El campesino Ferran Berenguer recoge verdura de producción ecológica en uno de sus campos del parque Agrario del Llobregat.MASSIMILIANO MINOCRI (EL PAÍS)

Barcelona arranca esta semana los actos centrales de la Capitalidad Mundial de la Alimentación Sostenible: la Semana de la Alimentación Sostenible (14 al 24 de octubre), el VII Foro Global del Pacto de Políticas Alimentarias Urbanas de Milán (19 al 21) y el Gastronomic Forum (18 al 20).
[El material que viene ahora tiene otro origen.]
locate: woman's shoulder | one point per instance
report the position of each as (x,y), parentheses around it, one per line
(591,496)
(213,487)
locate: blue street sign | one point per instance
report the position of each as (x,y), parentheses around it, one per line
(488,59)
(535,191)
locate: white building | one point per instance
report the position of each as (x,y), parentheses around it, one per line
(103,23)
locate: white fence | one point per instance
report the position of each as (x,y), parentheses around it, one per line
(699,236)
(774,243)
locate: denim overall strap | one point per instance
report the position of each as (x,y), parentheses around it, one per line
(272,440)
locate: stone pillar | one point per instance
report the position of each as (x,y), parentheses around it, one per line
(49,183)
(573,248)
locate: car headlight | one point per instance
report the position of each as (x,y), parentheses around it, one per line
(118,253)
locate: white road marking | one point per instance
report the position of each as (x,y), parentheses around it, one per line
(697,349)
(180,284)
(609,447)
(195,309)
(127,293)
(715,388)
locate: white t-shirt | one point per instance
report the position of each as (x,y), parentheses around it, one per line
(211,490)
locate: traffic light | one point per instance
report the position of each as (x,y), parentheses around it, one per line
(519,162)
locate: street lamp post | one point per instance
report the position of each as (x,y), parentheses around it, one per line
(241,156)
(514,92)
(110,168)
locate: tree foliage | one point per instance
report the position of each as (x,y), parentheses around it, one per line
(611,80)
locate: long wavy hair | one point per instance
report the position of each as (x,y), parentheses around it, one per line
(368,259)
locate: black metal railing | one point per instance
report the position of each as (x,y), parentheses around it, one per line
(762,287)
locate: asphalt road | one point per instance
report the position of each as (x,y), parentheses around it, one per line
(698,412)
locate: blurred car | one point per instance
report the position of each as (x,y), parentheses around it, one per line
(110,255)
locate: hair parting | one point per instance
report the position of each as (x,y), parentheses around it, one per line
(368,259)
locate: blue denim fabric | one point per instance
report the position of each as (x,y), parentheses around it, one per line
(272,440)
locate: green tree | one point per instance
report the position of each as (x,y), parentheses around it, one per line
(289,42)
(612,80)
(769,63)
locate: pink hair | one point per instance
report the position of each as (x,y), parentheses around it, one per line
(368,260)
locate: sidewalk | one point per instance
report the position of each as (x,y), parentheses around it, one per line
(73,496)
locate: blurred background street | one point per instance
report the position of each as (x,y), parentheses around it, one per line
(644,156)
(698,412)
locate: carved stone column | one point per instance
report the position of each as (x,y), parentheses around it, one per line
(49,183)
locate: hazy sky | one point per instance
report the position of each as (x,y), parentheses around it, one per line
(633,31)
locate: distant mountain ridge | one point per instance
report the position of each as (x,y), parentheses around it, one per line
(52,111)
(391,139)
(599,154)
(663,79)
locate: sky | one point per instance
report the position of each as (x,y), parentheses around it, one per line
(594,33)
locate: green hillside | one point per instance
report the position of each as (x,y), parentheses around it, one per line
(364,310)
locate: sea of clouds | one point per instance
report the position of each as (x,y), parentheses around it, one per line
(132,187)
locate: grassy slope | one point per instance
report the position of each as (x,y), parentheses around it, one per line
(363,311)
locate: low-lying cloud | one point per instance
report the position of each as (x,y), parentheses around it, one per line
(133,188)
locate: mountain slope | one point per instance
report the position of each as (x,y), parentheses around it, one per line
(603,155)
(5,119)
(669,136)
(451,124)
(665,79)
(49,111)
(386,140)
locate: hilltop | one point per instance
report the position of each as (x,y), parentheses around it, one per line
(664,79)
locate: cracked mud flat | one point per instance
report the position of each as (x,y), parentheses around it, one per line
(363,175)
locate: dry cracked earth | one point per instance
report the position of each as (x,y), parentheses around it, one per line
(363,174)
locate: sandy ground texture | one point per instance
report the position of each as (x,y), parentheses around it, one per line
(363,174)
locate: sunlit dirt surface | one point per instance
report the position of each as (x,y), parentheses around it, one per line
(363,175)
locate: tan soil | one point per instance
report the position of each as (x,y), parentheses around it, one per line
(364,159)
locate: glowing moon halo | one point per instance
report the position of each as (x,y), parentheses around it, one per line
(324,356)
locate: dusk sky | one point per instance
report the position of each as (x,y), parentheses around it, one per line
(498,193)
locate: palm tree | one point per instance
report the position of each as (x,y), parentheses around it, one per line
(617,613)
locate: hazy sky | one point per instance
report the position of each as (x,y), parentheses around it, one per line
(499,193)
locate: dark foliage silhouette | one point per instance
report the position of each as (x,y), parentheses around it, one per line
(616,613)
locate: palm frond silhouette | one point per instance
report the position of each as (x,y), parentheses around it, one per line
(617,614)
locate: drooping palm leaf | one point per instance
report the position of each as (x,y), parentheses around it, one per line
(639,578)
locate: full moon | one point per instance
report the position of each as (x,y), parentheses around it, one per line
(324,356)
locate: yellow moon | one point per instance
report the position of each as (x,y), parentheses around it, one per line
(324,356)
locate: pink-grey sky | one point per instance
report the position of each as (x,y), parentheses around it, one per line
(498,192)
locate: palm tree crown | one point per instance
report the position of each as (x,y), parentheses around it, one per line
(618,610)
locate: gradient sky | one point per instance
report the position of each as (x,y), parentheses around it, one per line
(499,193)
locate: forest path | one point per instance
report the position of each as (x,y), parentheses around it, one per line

Todo con el objetivo de impulsar un cambio en el modelo alimentario en la ciudad, “por salud y por una cuestión ambiental”, argumenta el comisionado de Economía Social y Política Alimentaria, Álvaro Porro.

“El cambio de hábitos responde a las evidencias científicas de que nuestras dietas tienen un exceso de azúcares, grasas y proteína animal y procesada, y a que un tercio de las emisiones están vinculadas al sistema alimentario, también responsable en parte de la desforestación, la pérdida de fertilidad del suelo o la contaminación de acuíferos”, señala Porro, que celebra el protagonismo que “los mercados y las tiendas de proximidad” tienen en Barcelona, donde distribuyen dos tercios de los alimentos frescos, una singularidad de la ciudad: “Deben ser los grandes aliados del modelo alimentario”. En España, de media, mercados y tiendas solo distribuyen un tercio de la comida fresca.

Pero ¿cuál es el punto de partida? Es lo que busca explicar el estudio ¿Cómo se alimenta Barcelona?, sobre el sistema alimentario de la ciudad, encargado por el Ayuntamiento a las profesoras universitarias Rosa Binimelis (doctora en Ciencias Ambientales, autora de libros y artículos sobre sistemas alimentarios e integrante de la Cátedra de Agroecología de la Universidad de Vic) y Anna Roca Torrent, geógrafa, consultora agroterritorial y profesora asociada de las universidades de Girona (UdG) y Oberta de Catalunya (UOC). Estos son sus principales puntos.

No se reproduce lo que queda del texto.